Right now, we are asking the question is SnapVault enough?
We started using NetApp (block) storage for our file store service in August 2011. Our infrastructure is comprised of 3 x FAS3210 HA pairs; these act as a primary site, secondary site which is updated by SnapMirror hourly and a third site which is updated by SnapVault overnight. We keep 4 x hourly snapshots on the primary and 90 x daily snapshots on the primary.
SnapVault introduced a radical shift in how we protected our data. Previously a more traditional approach was taken whereby the clients were backed up directly to tape on a variety of schedules. As we were unfamiliar with SnapVault at the time and wanted to build confidence in it, the decision was taken to supplement SnapVault with ad hoc backups of the file system to tape using FlexClones.
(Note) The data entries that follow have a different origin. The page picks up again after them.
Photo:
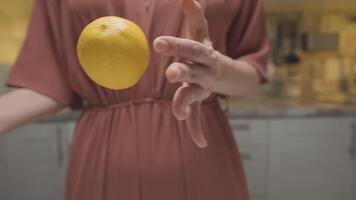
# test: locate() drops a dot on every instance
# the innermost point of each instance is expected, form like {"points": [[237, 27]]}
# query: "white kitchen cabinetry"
{"points": [[252, 138], [33, 162], [312, 159]]}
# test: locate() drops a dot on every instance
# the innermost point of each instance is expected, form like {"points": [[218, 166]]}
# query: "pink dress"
{"points": [[127, 144]]}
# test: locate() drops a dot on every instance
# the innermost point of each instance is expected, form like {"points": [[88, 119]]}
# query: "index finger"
{"points": [[197, 23]]}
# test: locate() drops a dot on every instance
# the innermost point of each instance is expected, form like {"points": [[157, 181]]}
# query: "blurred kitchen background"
{"points": [[297, 135]]}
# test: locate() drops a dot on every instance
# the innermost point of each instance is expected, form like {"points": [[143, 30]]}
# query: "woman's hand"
{"points": [[199, 66], [201, 70]]}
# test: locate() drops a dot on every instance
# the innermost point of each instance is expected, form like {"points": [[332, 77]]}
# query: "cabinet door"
{"points": [[251, 137], [311, 160], [32, 163]]}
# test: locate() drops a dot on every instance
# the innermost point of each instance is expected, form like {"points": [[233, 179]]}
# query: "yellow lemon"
{"points": [[113, 52]]}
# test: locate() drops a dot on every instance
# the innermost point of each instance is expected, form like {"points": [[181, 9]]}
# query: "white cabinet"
{"points": [[311, 159], [252, 139], [33, 162]]}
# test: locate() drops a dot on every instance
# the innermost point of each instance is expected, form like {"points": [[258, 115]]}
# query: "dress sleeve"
{"points": [[40, 65], [248, 39]]}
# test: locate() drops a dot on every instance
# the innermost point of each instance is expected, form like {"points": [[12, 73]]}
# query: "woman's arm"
{"points": [[22, 106]]}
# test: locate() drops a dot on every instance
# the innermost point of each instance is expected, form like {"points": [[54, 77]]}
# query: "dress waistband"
{"points": [[138, 102]]}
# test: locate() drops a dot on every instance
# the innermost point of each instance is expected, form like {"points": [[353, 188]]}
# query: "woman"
{"points": [[127, 144]]}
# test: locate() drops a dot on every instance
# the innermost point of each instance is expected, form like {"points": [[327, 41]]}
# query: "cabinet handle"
{"points": [[60, 153], [245, 156], [242, 127], [353, 141]]}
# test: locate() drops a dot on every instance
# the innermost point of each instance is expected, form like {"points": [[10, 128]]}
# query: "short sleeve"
{"points": [[40, 65], [248, 39]]}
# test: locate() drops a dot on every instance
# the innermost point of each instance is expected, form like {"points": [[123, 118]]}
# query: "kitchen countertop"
{"points": [[251, 107], [259, 108]]}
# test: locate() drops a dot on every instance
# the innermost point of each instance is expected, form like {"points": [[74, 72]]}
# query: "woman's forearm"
{"points": [[22, 106], [237, 77]]}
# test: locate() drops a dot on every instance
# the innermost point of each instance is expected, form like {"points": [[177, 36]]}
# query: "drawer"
{"points": [[250, 133], [255, 164]]}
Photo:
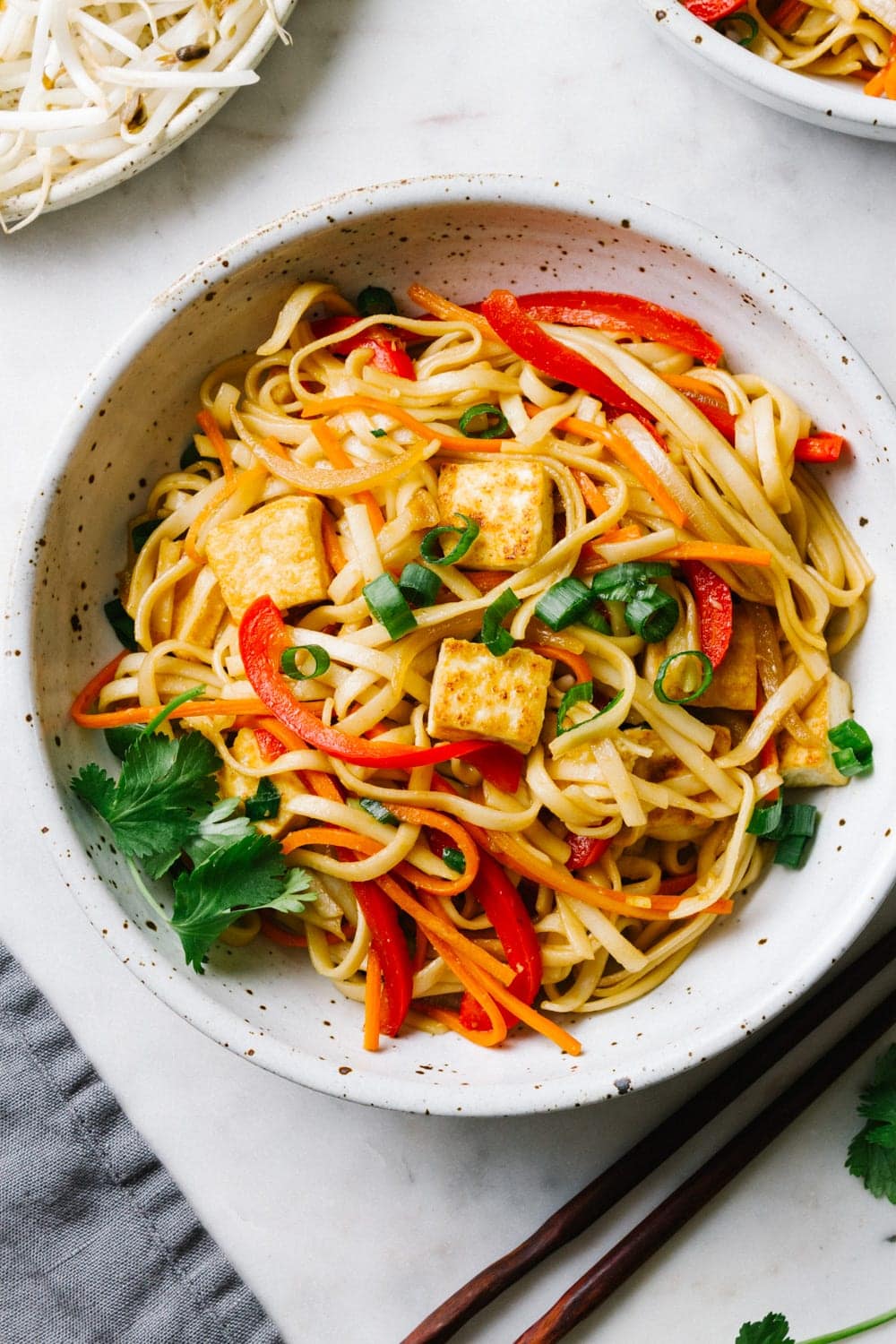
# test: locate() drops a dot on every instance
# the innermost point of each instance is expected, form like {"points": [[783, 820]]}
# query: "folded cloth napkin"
{"points": [[97, 1244]]}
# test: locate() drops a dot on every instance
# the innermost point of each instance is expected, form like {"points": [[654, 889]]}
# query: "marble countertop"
{"points": [[351, 1223]]}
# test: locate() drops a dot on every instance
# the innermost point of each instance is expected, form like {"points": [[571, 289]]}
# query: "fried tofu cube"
{"points": [[276, 550], [734, 682], [476, 695], [807, 766], [513, 504], [236, 785]]}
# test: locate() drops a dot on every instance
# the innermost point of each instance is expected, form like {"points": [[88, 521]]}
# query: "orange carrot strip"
{"points": [[336, 405], [338, 457], [719, 551], [211, 429], [581, 667], [373, 999], [444, 308]]}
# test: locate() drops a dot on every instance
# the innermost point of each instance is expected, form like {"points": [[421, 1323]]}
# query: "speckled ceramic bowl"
{"points": [[182, 126], [461, 236], [834, 104]]}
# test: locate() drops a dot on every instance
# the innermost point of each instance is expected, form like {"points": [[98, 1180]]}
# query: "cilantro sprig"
{"points": [[164, 811], [872, 1153]]}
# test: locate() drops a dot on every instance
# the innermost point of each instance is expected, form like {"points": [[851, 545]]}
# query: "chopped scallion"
{"points": [[265, 803], [495, 639], [289, 661], [495, 425], [389, 605], [432, 551], [705, 669]]}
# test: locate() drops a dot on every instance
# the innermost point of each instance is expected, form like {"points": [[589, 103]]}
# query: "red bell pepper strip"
{"points": [[711, 11], [625, 314], [584, 849], [715, 609], [818, 448], [263, 639], [522, 335], [382, 919], [389, 347]]}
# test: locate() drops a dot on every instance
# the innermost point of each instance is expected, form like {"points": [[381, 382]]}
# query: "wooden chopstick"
{"points": [[694, 1193], [618, 1180]]}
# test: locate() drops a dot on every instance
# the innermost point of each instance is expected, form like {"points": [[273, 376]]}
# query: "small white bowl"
{"points": [[836, 104], [126, 164], [462, 236]]}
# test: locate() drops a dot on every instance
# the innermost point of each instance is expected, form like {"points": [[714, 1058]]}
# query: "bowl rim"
{"points": [[195, 113], [828, 99], [185, 995]]}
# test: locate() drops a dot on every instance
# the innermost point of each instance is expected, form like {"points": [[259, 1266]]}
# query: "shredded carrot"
{"points": [[373, 1000], [336, 405], [581, 667], [630, 457], [719, 551], [449, 312], [338, 457], [211, 429], [591, 494]]}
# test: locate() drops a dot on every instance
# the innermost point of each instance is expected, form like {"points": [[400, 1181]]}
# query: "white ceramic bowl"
{"points": [[126, 164], [462, 236], [836, 104]]}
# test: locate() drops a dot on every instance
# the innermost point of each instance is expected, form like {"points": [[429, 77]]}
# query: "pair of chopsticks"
{"points": [[661, 1142]]}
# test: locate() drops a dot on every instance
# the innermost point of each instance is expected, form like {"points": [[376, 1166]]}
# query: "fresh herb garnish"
{"points": [[872, 1153]]}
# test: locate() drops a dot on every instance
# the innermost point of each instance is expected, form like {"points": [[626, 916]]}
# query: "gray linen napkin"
{"points": [[97, 1244]]}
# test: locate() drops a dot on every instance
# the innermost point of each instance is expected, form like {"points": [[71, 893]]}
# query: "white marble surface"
{"points": [[352, 1223]]}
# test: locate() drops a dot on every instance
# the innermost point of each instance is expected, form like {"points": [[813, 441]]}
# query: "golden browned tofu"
{"points": [[806, 766], [512, 503], [734, 682], [476, 695], [236, 785], [276, 550]]}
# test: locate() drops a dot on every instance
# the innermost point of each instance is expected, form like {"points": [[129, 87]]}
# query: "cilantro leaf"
{"points": [[872, 1153], [770, 1330], [164, 787], [246, 875]]}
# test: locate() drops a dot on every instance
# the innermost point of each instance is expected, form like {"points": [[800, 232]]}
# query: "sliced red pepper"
{"points": [[625, 314], [711, 11], [522, 335], [382, 919], [715, 609], [263, 639], [584, 849], [818, 448]]}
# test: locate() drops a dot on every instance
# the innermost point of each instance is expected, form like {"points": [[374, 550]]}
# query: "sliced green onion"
{"points": [[389, 605], [432, 551], [419, 585], [624, 582], [121, 738], [495, 639], [653, 615], [172, 704], [581, 694], [849, 763], [850, 734], [454, 859], [142, 532], [265, 801], [495, 425], [121, 624], [289, 661], [378, 811], [564, 604], [375, 300], [766, 819], [659, 685]]}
The initial intention was for these ad hoc backups be a temporary measure which would be stopped when we had confidence in SnapVault. Even though we haven't had any issues with SnapVault we are still running the supplementary backups and there is some reticence to stop them.
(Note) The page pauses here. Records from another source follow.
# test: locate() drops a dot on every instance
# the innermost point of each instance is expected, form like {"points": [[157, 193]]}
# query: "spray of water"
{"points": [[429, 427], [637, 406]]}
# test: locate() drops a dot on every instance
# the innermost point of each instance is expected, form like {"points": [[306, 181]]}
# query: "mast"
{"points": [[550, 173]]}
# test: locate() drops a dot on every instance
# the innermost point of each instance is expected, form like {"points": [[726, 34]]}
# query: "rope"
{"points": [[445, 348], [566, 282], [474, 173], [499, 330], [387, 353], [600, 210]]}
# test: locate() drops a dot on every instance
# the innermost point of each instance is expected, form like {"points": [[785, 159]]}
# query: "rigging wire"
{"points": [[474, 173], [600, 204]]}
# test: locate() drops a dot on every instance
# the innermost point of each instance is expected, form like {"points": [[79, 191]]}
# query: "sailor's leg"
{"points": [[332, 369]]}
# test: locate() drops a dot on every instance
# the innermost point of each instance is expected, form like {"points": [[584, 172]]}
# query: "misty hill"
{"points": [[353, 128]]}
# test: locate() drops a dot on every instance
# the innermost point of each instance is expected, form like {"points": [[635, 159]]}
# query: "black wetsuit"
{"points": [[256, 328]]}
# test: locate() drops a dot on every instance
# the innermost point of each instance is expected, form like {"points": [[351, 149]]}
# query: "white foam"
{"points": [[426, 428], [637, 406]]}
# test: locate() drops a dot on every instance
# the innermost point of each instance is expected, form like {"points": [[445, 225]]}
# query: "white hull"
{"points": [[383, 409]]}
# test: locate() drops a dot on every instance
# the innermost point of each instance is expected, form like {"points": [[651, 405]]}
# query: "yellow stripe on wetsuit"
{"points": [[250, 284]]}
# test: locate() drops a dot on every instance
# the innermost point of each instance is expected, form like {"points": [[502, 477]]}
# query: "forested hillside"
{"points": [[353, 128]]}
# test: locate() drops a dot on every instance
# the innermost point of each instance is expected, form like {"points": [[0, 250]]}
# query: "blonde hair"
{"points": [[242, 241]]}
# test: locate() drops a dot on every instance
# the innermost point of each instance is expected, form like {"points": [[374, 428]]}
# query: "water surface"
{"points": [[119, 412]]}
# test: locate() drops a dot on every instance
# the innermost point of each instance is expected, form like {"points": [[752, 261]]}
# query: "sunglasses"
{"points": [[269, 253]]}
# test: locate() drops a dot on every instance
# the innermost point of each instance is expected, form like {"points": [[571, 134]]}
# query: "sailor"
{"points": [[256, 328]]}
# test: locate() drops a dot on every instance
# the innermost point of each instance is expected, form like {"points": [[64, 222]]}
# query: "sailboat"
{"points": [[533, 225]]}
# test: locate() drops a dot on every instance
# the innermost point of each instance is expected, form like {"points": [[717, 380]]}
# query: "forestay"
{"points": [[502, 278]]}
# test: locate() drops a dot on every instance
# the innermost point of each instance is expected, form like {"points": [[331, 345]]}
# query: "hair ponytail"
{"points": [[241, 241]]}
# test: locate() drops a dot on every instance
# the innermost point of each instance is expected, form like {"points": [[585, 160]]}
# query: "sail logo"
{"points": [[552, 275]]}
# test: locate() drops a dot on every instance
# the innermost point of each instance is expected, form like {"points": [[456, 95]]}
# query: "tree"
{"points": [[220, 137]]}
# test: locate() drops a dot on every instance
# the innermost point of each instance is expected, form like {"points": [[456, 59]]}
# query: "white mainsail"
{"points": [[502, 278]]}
The reason behind this stems from the fear of corruption and a bad (non-NetApp) experience in the past. I am struggling to envisage a reasonable scenario where snapshots wouldn't protect us from this; what I end up with is a convoluted scenario where there is some issue with WAFL which leads to corruption being replicated to the secondary site and then we have a triple disk failure on the SnapVault array; highly unlikely I know. I appreciate that this is largely a matter of trusting the technology and then defining a suitable level of protection against identified risks.
What I would like is to get an idea of what others do, use tape with SnapVault? how is this achieved? Hopefully this will help us justify either the decision to stop tape backups or provide a case to implement a more suitable and sustainable tape backup mechanism.
I'd welcome your thoughts and experiences on the subject.